Think about school, and most of us imagine a classroom packed with kids. But whether it’s practicing French online with a native speaker, or keeping the beat in the garage during music class, parents are embracing a new kind of school, the do-it-yourself kind.
“I think it is a revolution,” parent Lisa Betts-LaCroix said.
KPIX 5 talked to families who took their children out of traditional schools. Just don’t call this homeschooling.
“What we probably don’t do is spend a whole lot of time at home alone,” said parent April Peebler.
The parents come up with the curriculum, while their kids take classes, tailored to their individual needs and interests.
“We have a Shakespeare class with San Francisco Shakespeare. We do math more intimately. Small group learning we realized is really effective,” Peebler said.
The hope: that these young students won’t burn out; and that they’ll want to learn for life.
“I do believe that we are going to be lifelong learners in the future. I believe we’re going to be needing to recreate ourselves all the time. When the world is moving as quickly as it is and changing as quickly as it is, we’re all going to need to learn new skillsets,” Betts-LaCroix said.
The kids are officially enrolled in a public school charter that offers independent study.
The phenomenon is quickly growing.
“I was surprised to learn there are actually eight charter schools that enroll students from our communities here in the Bay Area into virtual or cyber or independent or home study schools,” said Margaret Raymond, research fellow at Stanford’s Hoover Institution.

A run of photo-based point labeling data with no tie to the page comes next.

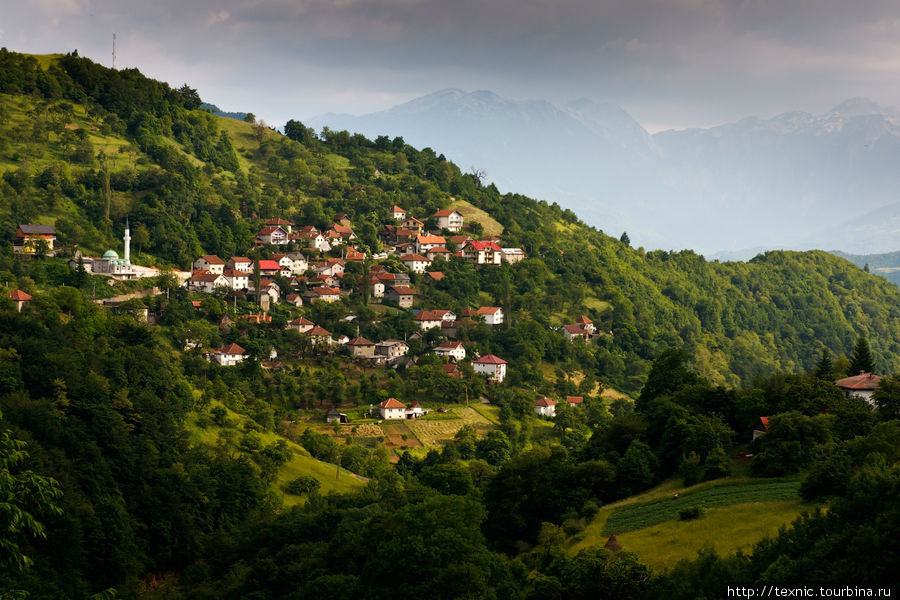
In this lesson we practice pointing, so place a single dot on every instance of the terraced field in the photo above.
(438, 432)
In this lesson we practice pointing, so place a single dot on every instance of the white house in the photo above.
(211, 263)
(492, 366)
(545, 407)
(392, 409)
(426, 319)
(415, 262)
(229, 355)
(454, 350)
(449, 219)
(493, 315)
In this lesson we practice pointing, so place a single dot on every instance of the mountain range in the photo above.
(796, 180)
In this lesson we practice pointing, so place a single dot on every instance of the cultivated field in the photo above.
(438, 432)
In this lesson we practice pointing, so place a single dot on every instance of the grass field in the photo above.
(643, 515)
(436, 433)
(331, 478)
(727, 529)
(472, 214)
(739, 513)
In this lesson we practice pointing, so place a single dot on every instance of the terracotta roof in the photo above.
(37, 229)
(863, 381)
(230, 349)
(484, 245)
(490, 359)
(449, 345)
(391, 403)
(318, 331)
(431, 239)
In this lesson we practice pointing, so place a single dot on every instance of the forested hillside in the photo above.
(132, 464)
(83, 147)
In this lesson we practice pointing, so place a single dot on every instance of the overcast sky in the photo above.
(670, 63)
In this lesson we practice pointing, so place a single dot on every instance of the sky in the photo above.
(669, 63)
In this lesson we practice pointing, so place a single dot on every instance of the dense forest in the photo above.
(105, 490)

Raymond says many of these schools measure up, even exceed California’s academic performance standards.
“Which suggests that for these parents and their students they’re actually getting the model that seems to work for them,” Raymond said.
And, with more than two million children now learning outside a traditional school in the United States, these parents believe eventually everyone will benefit.
“The better we can make learning in our little corner of the world, the more we encourage change and development and growth in the other ones too,” Betts-LaCroix said.
Because the students are enrolled in a public charter, parents have access to public money. They can use it to help pay for approved expenses like textbooks, tutors, and group lessons.